As one could expect, for $v/\omega<1$ the dog doesn't catch the goose. For $v/\omega>1$ dog's path is very similar to the one shown above for $v/\omega=1$, and numerical solutions show that the dog arrives at $G$ in a finite time (which is quite obvious). For $v/\omega=1$ I expect the dog doesn't arrive there in a finite time, but that is hard to tell from a numerical solution.

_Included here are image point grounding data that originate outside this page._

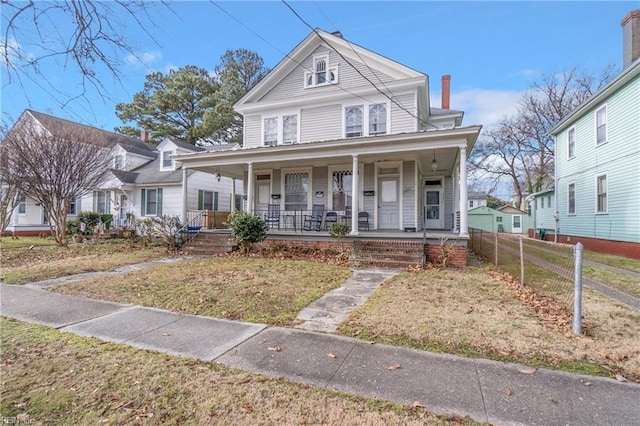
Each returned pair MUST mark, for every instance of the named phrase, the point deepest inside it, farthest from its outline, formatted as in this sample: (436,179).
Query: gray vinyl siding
(321,123)
(618,158)
(292,86)
(408,192)
(401,120)
(252,131)
(448,203)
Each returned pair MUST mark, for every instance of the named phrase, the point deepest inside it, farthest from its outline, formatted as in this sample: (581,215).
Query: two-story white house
(143,181)
(598,161)
(338,126)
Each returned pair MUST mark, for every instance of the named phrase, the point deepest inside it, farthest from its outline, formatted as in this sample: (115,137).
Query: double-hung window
(22,204)
(341,191)
(207,200)
(571,142)
(571,197)
(601,125)
(271,131)
(151,201)
(101,202)
(296,191)
(377,119)
(289,129)
(353,121)
(601,193)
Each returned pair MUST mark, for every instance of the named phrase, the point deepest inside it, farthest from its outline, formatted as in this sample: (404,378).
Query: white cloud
(146,59)
(486,107)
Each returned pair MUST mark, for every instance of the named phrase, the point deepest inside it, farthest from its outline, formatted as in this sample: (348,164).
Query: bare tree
(54,167)
(86,35)
(520,149)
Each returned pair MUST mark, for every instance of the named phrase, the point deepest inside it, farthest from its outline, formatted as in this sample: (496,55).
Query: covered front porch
(403,184)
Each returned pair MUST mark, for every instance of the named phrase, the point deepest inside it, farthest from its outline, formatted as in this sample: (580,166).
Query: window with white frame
(601,125)
(167,161)
(101,202)
(353,121)
(571,197)
(271,131)
(296,191)
(601,193)
(207,200)
(571,142)
(22,204)
(289,129)
(322,73)
(118,162)
(151,201)
(342,189)
(377,119)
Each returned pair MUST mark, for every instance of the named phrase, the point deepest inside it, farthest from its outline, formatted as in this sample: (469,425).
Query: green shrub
(339,231)
(246,229)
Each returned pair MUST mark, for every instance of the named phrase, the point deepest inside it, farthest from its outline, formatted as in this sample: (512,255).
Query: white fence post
(577,302)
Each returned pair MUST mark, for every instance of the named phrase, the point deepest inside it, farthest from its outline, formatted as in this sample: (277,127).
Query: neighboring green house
(598,161)
(507,219)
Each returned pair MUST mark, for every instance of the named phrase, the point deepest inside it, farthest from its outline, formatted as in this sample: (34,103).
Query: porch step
(387,253)
(209,244)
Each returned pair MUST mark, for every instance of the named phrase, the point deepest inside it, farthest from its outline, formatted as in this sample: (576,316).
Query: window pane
(270,131)
(342,189)
(572,198)
(296,188)
(378,119)
(290,129)
(353,119)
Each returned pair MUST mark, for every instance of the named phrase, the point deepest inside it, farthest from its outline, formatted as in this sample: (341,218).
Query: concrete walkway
(488,391)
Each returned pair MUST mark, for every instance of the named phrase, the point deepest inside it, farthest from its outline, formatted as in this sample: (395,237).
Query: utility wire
(402,107)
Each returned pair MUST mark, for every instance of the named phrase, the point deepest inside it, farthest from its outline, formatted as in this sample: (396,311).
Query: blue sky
(493,50)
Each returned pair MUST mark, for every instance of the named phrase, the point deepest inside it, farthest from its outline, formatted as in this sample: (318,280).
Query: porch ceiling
(422,147)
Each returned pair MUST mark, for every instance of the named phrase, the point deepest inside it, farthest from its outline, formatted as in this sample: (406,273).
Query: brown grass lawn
(49,377)
(265,290)
(21,264)
(472,313)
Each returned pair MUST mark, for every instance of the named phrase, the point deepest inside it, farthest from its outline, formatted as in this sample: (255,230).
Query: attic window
(322,72)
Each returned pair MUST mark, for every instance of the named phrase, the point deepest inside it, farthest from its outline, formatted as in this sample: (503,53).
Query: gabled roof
(57,125)
(631,72)
(319,37)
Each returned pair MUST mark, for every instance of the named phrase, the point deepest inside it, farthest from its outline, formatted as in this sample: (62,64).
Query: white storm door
(433,209)
(388,203)
(516,224)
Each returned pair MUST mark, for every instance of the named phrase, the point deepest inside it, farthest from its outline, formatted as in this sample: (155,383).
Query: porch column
(464,227)
(184,196)
(233,194)
(250,188)
(355,208)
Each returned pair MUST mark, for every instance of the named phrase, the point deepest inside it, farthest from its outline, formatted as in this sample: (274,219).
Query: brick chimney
(630,38)
(446,91)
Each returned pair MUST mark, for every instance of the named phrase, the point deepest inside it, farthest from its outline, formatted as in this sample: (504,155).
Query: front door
(433,209)
(388,203)
(516,224)
(263,193)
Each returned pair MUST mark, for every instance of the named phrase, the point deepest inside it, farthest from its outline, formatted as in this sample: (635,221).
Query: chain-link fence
(547,268)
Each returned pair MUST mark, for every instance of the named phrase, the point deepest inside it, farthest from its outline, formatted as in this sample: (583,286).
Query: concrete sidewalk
(487,391)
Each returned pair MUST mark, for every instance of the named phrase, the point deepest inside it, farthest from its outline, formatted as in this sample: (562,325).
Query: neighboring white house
(339,126)
(597,161)
(144,181)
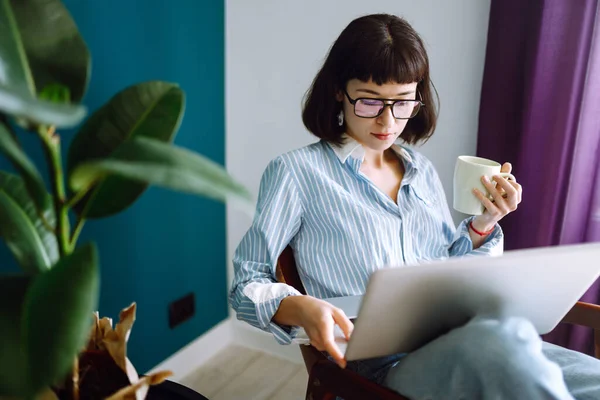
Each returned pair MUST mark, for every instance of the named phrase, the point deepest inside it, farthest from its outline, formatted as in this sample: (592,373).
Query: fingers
(519,190)
(487,203)
(499,201)
(506,167)
(335,352)
(344,322)
(512,195)
(323,339)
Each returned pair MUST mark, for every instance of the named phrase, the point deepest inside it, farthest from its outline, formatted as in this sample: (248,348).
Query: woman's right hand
(318,318)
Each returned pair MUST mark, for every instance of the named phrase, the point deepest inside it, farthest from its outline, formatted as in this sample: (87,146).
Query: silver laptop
(406,307)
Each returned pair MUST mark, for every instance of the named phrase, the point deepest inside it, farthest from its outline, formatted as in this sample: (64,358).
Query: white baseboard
(196,353)
(227,332)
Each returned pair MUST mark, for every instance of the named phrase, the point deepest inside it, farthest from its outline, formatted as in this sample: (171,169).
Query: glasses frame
(386,103)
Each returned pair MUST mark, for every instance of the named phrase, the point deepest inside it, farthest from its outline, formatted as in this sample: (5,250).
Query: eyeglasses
(371,108)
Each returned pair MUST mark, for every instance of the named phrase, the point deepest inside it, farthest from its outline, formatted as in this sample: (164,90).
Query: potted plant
(52,341)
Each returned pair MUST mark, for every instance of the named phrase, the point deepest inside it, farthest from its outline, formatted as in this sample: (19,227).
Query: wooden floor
(242,373)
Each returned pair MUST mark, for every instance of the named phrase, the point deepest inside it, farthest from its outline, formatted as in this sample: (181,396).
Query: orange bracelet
(480,233)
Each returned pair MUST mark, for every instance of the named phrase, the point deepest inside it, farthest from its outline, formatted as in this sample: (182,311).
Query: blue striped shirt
(341,227)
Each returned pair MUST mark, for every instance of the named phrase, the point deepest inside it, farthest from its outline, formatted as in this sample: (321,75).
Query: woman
(359,199)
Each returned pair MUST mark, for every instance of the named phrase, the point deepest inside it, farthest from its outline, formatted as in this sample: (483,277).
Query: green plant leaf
(58,315)
(13,363)
(21,236)
(33,179)
(149,109)
(152,161)
(17,87)
(14,187)
(56,52)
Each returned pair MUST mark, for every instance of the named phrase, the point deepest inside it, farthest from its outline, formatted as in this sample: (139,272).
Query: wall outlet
(181,310)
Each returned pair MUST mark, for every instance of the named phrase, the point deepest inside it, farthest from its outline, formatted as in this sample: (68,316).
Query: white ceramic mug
(467,176)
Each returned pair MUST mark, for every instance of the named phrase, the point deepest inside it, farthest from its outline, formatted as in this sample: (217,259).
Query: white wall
(274,49)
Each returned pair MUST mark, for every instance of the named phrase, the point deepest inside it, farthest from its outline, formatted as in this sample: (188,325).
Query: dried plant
(122,148)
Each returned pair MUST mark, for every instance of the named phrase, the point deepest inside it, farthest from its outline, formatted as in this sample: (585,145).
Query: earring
(341,118)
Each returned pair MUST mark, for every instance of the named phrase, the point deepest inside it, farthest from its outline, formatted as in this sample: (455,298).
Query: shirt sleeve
(255,293)
(458,237)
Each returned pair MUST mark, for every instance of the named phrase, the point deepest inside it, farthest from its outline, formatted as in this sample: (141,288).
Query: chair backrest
(286,270)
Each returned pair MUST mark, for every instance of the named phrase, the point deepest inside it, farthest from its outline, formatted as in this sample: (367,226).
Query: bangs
(385,61)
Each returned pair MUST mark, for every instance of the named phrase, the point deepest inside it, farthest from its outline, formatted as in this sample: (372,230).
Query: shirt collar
(351,148)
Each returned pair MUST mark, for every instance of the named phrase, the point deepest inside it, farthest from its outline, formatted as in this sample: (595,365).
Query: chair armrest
(327,378)
(585,314)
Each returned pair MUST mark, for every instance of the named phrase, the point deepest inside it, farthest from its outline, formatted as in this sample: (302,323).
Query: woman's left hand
(506,197)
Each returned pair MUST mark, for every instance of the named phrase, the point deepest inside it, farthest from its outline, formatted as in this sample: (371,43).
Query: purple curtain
(540,110)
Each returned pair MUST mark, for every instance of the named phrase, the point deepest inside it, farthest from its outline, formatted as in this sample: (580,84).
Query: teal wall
(167,244)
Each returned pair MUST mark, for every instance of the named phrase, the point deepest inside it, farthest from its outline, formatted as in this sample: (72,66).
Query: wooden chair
(327,380)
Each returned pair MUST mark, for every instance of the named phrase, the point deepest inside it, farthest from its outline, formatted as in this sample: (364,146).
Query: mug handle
(510,177)
(506,175)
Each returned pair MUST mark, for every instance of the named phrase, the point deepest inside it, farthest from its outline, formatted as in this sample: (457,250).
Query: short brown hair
(380,47)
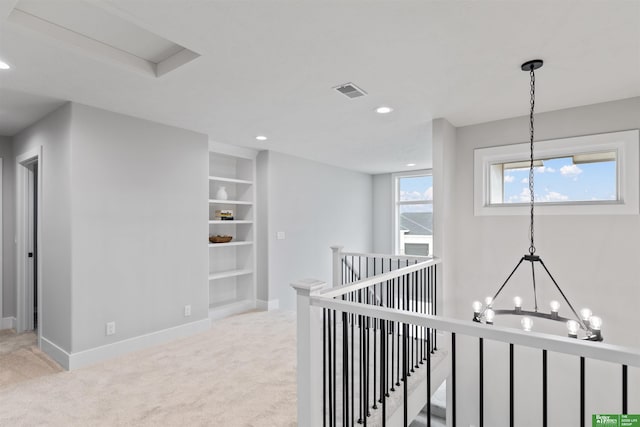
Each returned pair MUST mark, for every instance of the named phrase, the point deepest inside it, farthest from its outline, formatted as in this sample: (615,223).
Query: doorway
(29,295)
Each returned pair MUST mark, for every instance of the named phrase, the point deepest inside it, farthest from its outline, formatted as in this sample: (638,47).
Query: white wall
(52,133)
(8,208)
(593,258)
(383,207)
(139,211)
(317,206)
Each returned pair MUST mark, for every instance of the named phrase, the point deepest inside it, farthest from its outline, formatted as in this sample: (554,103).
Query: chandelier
(585,324)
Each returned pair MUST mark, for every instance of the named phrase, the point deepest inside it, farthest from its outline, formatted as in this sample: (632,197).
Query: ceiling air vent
(350,90)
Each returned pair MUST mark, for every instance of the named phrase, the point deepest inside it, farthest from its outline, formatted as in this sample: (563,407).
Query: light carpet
(21,360)
(241,372)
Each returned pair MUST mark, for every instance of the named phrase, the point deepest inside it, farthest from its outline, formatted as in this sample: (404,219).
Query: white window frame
(397,203)
(624,143)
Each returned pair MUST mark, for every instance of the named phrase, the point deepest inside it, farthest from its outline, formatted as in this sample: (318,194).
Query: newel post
(309,342)
(337,265)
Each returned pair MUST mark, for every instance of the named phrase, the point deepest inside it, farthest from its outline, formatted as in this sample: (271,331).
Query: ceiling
(268,68)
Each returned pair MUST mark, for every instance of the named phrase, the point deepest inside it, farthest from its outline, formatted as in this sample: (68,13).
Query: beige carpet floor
(241,372)
(21,360)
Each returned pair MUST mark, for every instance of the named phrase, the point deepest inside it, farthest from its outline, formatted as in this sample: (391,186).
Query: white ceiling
(268,67)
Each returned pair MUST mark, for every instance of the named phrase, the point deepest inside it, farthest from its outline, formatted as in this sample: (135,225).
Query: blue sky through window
(560,180)
(416,188)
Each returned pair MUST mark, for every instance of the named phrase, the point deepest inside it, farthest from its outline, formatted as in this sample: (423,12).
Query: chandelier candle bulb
(555,306)
(477,308)
(595,322)
(517,301)
(489,315)
(585,314)
(573,327)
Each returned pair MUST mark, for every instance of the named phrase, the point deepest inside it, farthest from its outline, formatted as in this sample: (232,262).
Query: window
(595,174)
(414,213)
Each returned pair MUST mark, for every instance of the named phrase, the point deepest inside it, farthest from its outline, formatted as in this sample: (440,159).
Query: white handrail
(372,255)
(383,277)
(600,351)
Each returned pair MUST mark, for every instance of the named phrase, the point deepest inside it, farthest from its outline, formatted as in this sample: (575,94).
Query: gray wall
(8,212)
(52,133)
(593,258)
(139,211)
(262,221)
(124,221)
(317,206)
(383,207)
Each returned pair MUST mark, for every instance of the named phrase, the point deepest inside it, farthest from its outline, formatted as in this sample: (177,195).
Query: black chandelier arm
(582,324)
(503,285)
(529,313)
(535,293)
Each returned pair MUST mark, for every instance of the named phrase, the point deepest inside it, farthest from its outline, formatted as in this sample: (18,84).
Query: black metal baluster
(624,389)
(416,309)
(511,385)
(383,370)
(400,301)
(365,398)
(435,305)
(330,366)
(361,363)
(582,417)
(375,359)
(324,367)
(453,379)
(428,382)
(353,367)
(481,371)
(345,370)
(393,335)
(335,373)
(405,368)
(544,389)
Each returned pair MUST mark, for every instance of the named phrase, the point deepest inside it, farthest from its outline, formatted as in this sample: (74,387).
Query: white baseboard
(7,323)
(55,352)
(98,354)
(270,305)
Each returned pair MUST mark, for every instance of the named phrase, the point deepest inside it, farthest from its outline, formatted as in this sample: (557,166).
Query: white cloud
(549,196)
(429,193)
(416,195)
(554,196)
(571,171)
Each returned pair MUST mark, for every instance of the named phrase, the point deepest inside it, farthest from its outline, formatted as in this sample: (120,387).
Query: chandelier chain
(532,248)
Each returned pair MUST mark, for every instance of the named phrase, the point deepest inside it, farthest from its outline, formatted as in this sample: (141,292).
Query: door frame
(24,295)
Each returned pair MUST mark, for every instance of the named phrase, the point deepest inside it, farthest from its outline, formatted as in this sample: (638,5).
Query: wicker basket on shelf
(220,239)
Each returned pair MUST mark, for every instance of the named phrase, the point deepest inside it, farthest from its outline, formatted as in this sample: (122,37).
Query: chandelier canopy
(588,325)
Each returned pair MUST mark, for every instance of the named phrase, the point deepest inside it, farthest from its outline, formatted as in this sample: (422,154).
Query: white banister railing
(371,333)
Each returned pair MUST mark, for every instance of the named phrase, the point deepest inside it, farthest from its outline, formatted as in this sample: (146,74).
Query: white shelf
(216,245)
(229,273)
(233,180)
(222,309)
(230,202)
(232,279)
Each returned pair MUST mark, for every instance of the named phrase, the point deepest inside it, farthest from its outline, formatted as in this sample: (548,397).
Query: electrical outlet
(111,328)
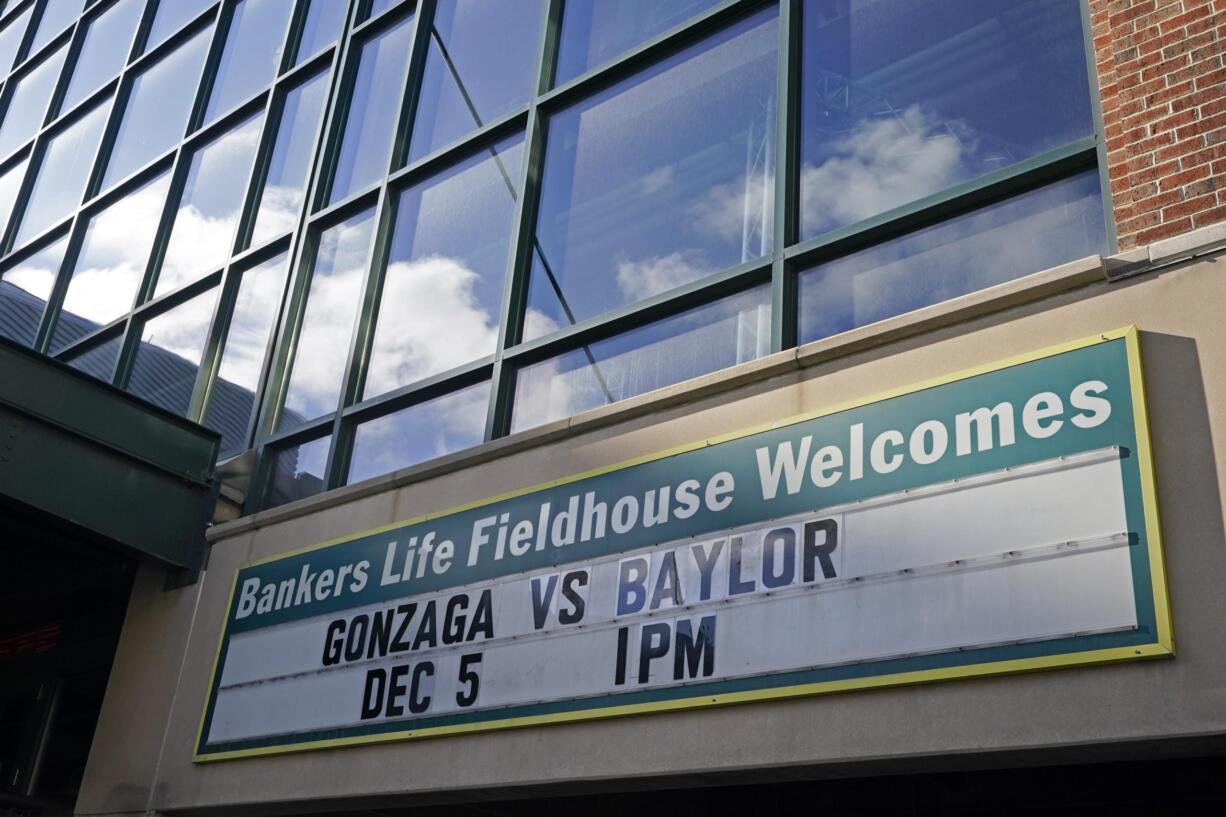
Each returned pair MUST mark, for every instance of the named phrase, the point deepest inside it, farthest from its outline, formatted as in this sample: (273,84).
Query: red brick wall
(1162,79)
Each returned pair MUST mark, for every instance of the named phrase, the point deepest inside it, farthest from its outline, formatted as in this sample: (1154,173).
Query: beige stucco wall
(142,752)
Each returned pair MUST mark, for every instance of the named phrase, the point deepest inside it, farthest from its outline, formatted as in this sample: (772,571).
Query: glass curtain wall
(358,234)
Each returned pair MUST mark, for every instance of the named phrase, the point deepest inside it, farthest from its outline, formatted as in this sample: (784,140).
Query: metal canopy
(99,465)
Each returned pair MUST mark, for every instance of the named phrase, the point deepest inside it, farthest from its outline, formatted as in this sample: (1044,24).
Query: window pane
(58,15)
(27,104)
(904,99)
(298,472)
(25,290)
(443,291)
(596,31)
(1028,233)
(370,124)
(64,173)
(253,53)
(232,399)
(327,322)
(698,341)
(660,180)
(112,263)
(107,43)
(418,433)
(168,357)
(98,361)
(10,184)
(10,39)
(323,26)
(482,63)
(158,108)
(286,183)
(212,198)
(173,15)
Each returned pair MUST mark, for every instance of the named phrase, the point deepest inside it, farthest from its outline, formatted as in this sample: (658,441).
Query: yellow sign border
(1164,645)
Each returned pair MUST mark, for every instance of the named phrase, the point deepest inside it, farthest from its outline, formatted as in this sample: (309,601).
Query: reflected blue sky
(481,64)
(1024,234)
(443,288)
(904,98)
(660,180)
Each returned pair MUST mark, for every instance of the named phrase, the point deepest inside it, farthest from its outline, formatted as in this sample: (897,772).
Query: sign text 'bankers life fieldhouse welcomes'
(994,520)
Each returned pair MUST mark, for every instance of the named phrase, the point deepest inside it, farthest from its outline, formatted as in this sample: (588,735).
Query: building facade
(620,395)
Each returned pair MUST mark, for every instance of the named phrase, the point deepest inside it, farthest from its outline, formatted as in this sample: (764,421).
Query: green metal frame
(780,269)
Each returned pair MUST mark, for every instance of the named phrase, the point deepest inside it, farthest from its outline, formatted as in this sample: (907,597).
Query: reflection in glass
(904,99)
(323,26)
(107,43)
(323,346)
(58,15)
(10,183)
(232,398)
(443,291)
(64,173)
(158,107)
(168,357)
(251,54)
(112,263)
(297,472)
(596,31)
(1028,233)
(171,17)
(10,39)
(472,75)
(660,180)
(212,198)
(418,433)
(286,183)
(694,342)
(370,124)
(27,103)
(98,361)
(25,288)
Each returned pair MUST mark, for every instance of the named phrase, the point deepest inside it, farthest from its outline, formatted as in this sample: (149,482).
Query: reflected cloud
(429,322)
(880,164)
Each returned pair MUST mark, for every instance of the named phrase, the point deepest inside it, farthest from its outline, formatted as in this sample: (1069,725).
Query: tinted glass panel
(10,184)
(212,196)
(902,99)
(1031,232)
(327,322)
(27,104)
(107,43)
(298,472)
(25,288)
(323,26)
(418,433)
(253,53)
(10,39)
(112,263)
(58,15)
(596,31)
(443,290)
(668,351)
(286,182)
(370,124)
(660,180)
(482,63)
(64,173)
(158,108)
(98,361)
(172,15)
(168,357)
(232,399)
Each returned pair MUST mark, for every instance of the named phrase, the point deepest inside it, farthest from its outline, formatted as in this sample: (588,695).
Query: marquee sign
(996,520)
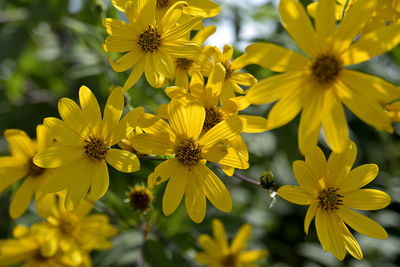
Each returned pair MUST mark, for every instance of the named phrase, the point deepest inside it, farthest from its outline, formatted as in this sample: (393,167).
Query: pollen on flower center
(188,152)
(34,170)
(95,149)
(228,69)
(213,117)
(325,69)
(150,39)
(184,63)
(329,199)
(162,3)
(229,260)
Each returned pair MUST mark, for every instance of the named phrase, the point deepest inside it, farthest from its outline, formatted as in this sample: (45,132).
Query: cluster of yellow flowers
(201,124)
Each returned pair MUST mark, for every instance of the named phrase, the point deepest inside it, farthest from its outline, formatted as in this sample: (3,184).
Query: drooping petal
(362,223)
(122,160)
(358,177)
(366,199)
(297,23)
(214,189)
(174,191)
(295,194)
(276,58)
(339,165)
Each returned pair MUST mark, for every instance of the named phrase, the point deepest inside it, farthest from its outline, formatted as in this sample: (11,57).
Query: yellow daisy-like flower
(320,85)
(151,44)
(218,253)
(233,77)
(84,145)
(387,12)
(333,190)
(20,164)
(187,173)
(202,8)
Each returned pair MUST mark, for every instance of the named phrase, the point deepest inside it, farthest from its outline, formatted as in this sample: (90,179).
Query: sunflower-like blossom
(84,145)
(318,84)
(151,44)
(332,191)
(218,253)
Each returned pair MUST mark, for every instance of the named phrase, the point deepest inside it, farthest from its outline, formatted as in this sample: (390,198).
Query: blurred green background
(48,49)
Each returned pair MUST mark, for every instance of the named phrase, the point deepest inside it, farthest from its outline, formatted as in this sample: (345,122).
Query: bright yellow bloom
(20,164)
(233,77)
(320,85)
(151,44)
(218,253)
(84,146)
(198,8)
(387,12)
(333,190)
(187,172)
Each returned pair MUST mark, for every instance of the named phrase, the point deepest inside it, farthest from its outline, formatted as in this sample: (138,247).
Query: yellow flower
(387,12)
(151,44)
(320,85)
(203,8)
(20,164)
(83,148)
(187,172)
(333,190)
(218,253)
(233,78)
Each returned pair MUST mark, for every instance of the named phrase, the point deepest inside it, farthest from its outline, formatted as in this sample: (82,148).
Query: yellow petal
(352,23)
(362,223)
(57,156)
(366,199)
(22,198)
(100,180)
(295,20)
(305,177)
(225,130)
(195,199)
(339,165)
(19,142)
(358,177)
(372,44)
(239,243)
(62,133)
(174,191)
(186,118)
(275,87)
(311,212)
(122,160)
(276,58)
(214,189)
(295,194)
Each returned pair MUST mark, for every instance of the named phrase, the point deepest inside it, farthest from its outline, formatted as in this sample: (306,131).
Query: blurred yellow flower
(320,85)
(84,140)
(151,44)
(333,190)
(187,172)
(218,253)
(20,164)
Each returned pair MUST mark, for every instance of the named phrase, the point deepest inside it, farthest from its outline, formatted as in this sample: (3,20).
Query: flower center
(140,199)
(229,260)
(162,3)
(325,69)
(184,63)
(150,39)
(33,170)
(188,152)
(329,199)
(95,149)
(213,117)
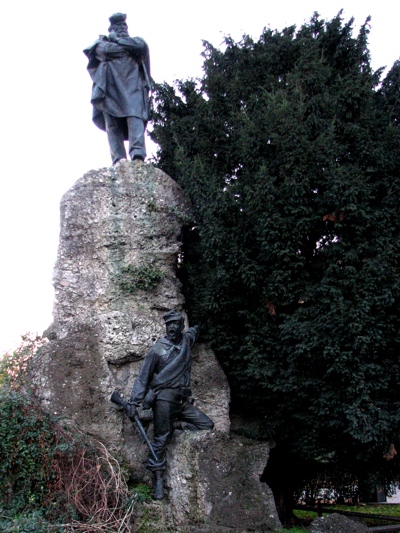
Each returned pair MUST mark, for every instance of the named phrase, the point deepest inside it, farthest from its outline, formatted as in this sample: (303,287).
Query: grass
(307,516)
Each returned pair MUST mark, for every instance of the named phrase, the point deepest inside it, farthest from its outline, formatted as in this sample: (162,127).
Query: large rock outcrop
(114,278)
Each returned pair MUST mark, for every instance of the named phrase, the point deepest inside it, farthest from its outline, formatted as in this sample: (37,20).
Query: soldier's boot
(158,485)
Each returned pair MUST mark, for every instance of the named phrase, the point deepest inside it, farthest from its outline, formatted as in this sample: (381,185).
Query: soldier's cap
(117,17)
(172,315)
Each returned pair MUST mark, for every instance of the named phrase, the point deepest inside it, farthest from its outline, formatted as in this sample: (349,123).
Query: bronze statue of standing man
(119,66)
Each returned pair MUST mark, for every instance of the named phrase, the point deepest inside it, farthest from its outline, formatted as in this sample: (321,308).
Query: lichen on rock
(114,278)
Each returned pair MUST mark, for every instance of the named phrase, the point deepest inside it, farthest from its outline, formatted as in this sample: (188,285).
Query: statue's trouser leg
(193,419)
(136,129)
(115,135)
(164,414)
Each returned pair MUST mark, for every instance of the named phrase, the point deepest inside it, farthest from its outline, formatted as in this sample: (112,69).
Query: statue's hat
(172,315)
(117,17)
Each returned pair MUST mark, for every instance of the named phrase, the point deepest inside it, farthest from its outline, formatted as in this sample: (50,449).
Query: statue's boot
(158,485)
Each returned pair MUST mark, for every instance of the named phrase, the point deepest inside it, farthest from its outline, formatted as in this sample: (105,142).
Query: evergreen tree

In that case, we can try to compute directly the time taken by the dog to catch the goose, based on the evidence that the last part of dog's path, for $v/\omega=1$, is very near to the halting-points circle. If $s$ is the distance $DG$, we know from the above discussion that if $D$ is on that circle then dog's velocity is directed towards $G$ and its magnitude is given by $v-\omega d=v\big(1-\sqrt{1-s^2}\big)$. It follows that $$ {ds\over dt}=-v\big(1-\sqrt{1-s^2}\big), $$ and the time $t_0$ taken to travel a final length $s_0$ is then $$ t_0=\int_0^{t_0}dt=-{1\over v}\int_{s_0}^0{ds\over\big(1-\sqrt{1-s^2}\big)}. $$ But the last integral is divergent, so we can safely conclude that if $v/\omega=1$ the dog won't catch the goose.

EDIT.

The equations of motion become particularly simple if rewritten in polar coordinates centered at $G=(1,0)$. Defining: $$ 1-x=r\cos\theta,\quad -y=r\sin\theta, $$ we obtain: $$ \begin{align} &{dr\over dt}=-v+\omega\sin\theta,\\ &{d\theta\over dt}=-\omega +{\omega\over r}\cos\theta.\\ \end{align} $$ By dividing the first equation by the second, one gets a single equation for the path: $$ {dr\over d\theta}={c-\sin\theta\over 1-(1/r)\cos\theta}, \quad\hbox{where:}\quad c={v\over \omega}. $$ This equation, with the initial condition $r(0)=1$, gives dog's path in the rotating frame.